January 23, 2009

This Post is Old!

The post you are reading is years old and may not represent my current views. I started blogging around the time I first began to study philosophy, age 17. In my view, the point of philosophy is to expose our beliefs to rational scrutiny so we can revise them and get better beliefs that are more likely to be true. That's what I've been up to all these years, and this blog has been part of that process. For my latest thoughts, please see the front page.

How Putnam Defeats Descartes' Demon

A little while back, I wrote a post describing Cartesian demon skepticism as a form of 'adversarial epistemology'. The idea is that Descartes' thought experiment can be conceived of as a game with two players: the meditator and the demon. The meditator selects a process for forming beliefs from perceptual experiences, and the demon knows what process the meditator has selected, and controls all of the perceptual experiences. If the meditator ends up with mostly true beliefs, she wins. Otherwise, the demon wins.

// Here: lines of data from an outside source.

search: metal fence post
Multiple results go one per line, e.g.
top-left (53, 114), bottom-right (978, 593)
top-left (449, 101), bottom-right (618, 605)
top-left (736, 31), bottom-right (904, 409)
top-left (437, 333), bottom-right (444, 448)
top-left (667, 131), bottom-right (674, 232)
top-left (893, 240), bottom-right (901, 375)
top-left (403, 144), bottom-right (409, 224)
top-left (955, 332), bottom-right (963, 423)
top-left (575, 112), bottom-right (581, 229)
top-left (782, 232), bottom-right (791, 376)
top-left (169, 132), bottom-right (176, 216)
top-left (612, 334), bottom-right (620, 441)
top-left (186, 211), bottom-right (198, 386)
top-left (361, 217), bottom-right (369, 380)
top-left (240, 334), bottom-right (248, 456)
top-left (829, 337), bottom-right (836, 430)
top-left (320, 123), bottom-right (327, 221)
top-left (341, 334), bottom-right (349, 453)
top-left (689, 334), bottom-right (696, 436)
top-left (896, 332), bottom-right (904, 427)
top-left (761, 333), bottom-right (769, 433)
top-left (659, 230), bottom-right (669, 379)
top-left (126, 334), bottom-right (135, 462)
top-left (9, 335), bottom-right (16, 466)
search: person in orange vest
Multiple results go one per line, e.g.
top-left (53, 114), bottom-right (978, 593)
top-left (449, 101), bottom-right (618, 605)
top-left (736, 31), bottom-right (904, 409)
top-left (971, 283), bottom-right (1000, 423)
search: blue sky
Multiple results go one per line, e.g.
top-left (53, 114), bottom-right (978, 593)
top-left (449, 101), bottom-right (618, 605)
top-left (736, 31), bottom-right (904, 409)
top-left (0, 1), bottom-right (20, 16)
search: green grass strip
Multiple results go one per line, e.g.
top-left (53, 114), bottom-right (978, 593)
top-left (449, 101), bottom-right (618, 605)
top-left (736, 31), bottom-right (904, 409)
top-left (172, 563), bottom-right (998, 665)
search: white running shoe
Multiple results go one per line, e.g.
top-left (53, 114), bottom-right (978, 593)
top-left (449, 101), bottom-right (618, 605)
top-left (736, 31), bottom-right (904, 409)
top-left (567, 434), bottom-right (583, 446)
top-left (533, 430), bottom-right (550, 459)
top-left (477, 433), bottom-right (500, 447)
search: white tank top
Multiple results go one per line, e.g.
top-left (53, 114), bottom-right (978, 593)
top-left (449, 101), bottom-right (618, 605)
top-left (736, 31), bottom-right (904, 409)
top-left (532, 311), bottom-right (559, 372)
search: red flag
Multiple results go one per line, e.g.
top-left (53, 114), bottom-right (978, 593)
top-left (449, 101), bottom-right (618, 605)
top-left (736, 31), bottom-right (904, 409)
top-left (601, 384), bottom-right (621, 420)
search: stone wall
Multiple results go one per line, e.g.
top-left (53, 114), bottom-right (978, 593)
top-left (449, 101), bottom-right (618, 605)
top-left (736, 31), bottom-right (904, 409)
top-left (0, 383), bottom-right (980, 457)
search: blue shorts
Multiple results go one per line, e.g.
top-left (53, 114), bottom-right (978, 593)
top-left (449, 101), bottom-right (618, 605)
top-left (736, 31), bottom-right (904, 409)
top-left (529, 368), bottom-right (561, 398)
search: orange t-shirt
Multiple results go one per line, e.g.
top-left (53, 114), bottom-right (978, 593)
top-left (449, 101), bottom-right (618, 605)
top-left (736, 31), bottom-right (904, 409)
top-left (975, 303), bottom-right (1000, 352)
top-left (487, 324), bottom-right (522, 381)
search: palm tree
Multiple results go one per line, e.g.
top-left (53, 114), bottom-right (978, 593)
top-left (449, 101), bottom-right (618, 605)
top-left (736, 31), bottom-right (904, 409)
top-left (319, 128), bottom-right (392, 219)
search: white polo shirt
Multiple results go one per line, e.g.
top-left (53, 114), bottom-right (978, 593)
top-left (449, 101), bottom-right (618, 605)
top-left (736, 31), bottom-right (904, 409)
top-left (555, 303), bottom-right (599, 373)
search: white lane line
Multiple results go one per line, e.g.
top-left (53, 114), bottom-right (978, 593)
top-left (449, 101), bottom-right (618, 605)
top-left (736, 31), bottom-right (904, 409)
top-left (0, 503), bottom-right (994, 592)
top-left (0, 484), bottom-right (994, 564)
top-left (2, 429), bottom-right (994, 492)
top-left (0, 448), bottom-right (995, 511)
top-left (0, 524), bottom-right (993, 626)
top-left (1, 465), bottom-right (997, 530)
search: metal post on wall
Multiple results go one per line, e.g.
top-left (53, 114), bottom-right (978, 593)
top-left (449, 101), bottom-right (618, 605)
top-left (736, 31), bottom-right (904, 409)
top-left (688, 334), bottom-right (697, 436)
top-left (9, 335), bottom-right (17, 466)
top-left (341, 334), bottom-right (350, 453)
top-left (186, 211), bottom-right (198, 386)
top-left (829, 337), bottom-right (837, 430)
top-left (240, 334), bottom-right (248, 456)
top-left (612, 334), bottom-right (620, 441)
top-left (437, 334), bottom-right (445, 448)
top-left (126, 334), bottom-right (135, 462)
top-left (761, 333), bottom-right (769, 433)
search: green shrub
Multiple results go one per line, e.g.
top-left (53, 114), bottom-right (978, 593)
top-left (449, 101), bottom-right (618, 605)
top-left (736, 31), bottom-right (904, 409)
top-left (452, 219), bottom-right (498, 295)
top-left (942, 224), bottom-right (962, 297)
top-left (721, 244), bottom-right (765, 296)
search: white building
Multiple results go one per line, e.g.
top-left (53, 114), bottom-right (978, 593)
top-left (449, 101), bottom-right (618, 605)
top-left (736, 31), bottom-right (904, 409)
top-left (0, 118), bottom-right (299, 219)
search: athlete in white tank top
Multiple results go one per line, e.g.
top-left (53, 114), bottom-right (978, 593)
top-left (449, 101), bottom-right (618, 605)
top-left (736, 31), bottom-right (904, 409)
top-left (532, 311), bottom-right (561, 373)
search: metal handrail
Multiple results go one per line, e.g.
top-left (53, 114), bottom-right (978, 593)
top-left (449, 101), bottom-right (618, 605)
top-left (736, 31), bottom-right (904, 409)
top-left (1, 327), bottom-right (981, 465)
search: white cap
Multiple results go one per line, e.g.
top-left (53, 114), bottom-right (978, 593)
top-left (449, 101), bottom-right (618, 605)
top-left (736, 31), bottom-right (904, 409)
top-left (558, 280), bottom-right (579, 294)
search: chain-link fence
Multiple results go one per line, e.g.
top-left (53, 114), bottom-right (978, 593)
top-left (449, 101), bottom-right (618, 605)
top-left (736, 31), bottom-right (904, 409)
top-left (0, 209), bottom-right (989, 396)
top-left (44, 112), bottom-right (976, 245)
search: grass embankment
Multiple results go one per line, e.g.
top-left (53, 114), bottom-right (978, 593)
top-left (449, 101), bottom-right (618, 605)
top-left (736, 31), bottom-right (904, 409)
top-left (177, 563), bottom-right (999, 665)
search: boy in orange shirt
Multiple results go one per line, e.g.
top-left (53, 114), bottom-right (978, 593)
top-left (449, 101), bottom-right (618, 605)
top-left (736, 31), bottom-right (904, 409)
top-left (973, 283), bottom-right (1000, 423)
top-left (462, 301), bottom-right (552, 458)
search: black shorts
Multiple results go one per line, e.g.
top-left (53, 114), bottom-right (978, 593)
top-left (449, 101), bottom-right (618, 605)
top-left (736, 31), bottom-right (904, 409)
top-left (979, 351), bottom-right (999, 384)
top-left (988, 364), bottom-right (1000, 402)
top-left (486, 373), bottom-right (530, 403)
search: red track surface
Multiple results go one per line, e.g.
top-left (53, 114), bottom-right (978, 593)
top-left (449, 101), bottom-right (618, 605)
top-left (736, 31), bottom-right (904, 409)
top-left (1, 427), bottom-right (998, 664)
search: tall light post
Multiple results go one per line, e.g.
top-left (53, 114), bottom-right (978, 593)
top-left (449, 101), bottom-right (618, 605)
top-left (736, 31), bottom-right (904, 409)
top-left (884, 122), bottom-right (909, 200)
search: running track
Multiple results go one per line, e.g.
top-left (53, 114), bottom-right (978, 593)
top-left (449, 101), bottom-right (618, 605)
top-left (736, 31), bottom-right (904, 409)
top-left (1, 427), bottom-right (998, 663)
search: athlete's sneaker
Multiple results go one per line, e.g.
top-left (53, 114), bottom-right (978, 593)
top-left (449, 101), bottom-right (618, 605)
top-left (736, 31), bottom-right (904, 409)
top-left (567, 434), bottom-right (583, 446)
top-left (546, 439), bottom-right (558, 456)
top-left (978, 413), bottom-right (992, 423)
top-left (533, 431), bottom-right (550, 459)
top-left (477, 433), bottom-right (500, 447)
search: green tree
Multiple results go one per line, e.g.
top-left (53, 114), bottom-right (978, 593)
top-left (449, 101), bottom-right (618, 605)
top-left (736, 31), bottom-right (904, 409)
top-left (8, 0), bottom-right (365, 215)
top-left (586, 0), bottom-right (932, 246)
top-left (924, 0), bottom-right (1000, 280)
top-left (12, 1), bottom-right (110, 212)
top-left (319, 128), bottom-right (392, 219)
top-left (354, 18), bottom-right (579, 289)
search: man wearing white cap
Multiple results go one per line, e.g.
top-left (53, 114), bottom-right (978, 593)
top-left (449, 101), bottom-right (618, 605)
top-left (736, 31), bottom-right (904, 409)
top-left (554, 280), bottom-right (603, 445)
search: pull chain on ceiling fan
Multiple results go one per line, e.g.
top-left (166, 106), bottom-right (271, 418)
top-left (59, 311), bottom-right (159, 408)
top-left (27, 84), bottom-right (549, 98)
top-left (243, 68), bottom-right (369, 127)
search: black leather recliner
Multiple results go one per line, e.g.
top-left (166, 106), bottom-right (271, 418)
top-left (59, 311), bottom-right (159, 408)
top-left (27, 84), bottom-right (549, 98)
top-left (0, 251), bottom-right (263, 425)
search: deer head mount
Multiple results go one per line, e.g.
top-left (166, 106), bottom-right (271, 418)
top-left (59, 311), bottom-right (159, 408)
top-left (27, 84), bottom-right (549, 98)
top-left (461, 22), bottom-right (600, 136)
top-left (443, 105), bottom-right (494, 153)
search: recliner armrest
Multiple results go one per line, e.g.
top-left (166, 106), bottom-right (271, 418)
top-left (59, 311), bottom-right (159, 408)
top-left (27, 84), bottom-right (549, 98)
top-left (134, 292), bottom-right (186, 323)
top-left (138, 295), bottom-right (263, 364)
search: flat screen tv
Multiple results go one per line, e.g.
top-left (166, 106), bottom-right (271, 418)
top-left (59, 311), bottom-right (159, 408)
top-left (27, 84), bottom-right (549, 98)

Now, I mentioned at the bottom of that post that this way of framing the problem is helpful for understanding some of the responses that have been proposed. In this post, I want to frame Hilary Putnam's response to external world skepticism in terms of this game.

Most readers of Descartes have thought it was pretty obvious that the only way for the meditator to win is not to play. Indeed, as I mentioned before, Descartes himself tried to escape the problem by establishing a priori that this is not what is going on ("God is not a deceiver"). What is the demon's winning strategy? Well, you might think that, if there is an external world and the demon knows the facts about it, he can win by causing a green perception whenever an object is red, causing a red perception whenever an object is yellow, and so forth through all the colors, and then using a similar strategy for all of the other sorts of properties objects can have. This way, the meditator will believe that green objects are red, etc., and the demon will win.

The implicit assumption in this strategy is that the content of our perceptions can vary independently of the facts about the world: that is, that the content of our perceptions could change radically without the world changing, or the world could change radically without the content of our perceptions changing. ('Could' and 'can' are intended to reference logical or metaphysical possibility - of course it is not physically possible for these things to happen.) Berkeley, whose solution I will certainly discuss another day, challenges the first half: he says that the demon can't change our perceptions without changing the world. Putnam, on the other hand, holds to externalism about representation, and therefore argues that if the qualitative nature (i.e. the 'what it's like') of our perceptions were kept the same and the world radically changed, the meaning or content of our perceptions, and of the thoughts formed from them, would necessarily be changed. If the demon followed the strategy above, then the perception which in English I call a perception of green would in fact represent red, and my word 'green' would actually mean red.

The reason for this is that, according to the externalist, what a representation (such as a word or image) represents is determined by its causal associations: because (in the example) I typically have green perceptions in the presence of red objects, it is red objects and not green objects which my green perceptions represent.

Now, take a more radical example: what if either there is no world at all, or the world is completely unrelated to my perceptions? That is, what if the demon invents my perceptual world from whole cloth, as it were? In this case, Putnam believes, my perceptions might actually refer to the demon's ideas or some other aspect of the demon's process for deciding what perceptions to cause. As long as some causal explanation can, in principle, be given for my perceptions, they are going to come out mostly true. The demon, therefore, has no winning strategy.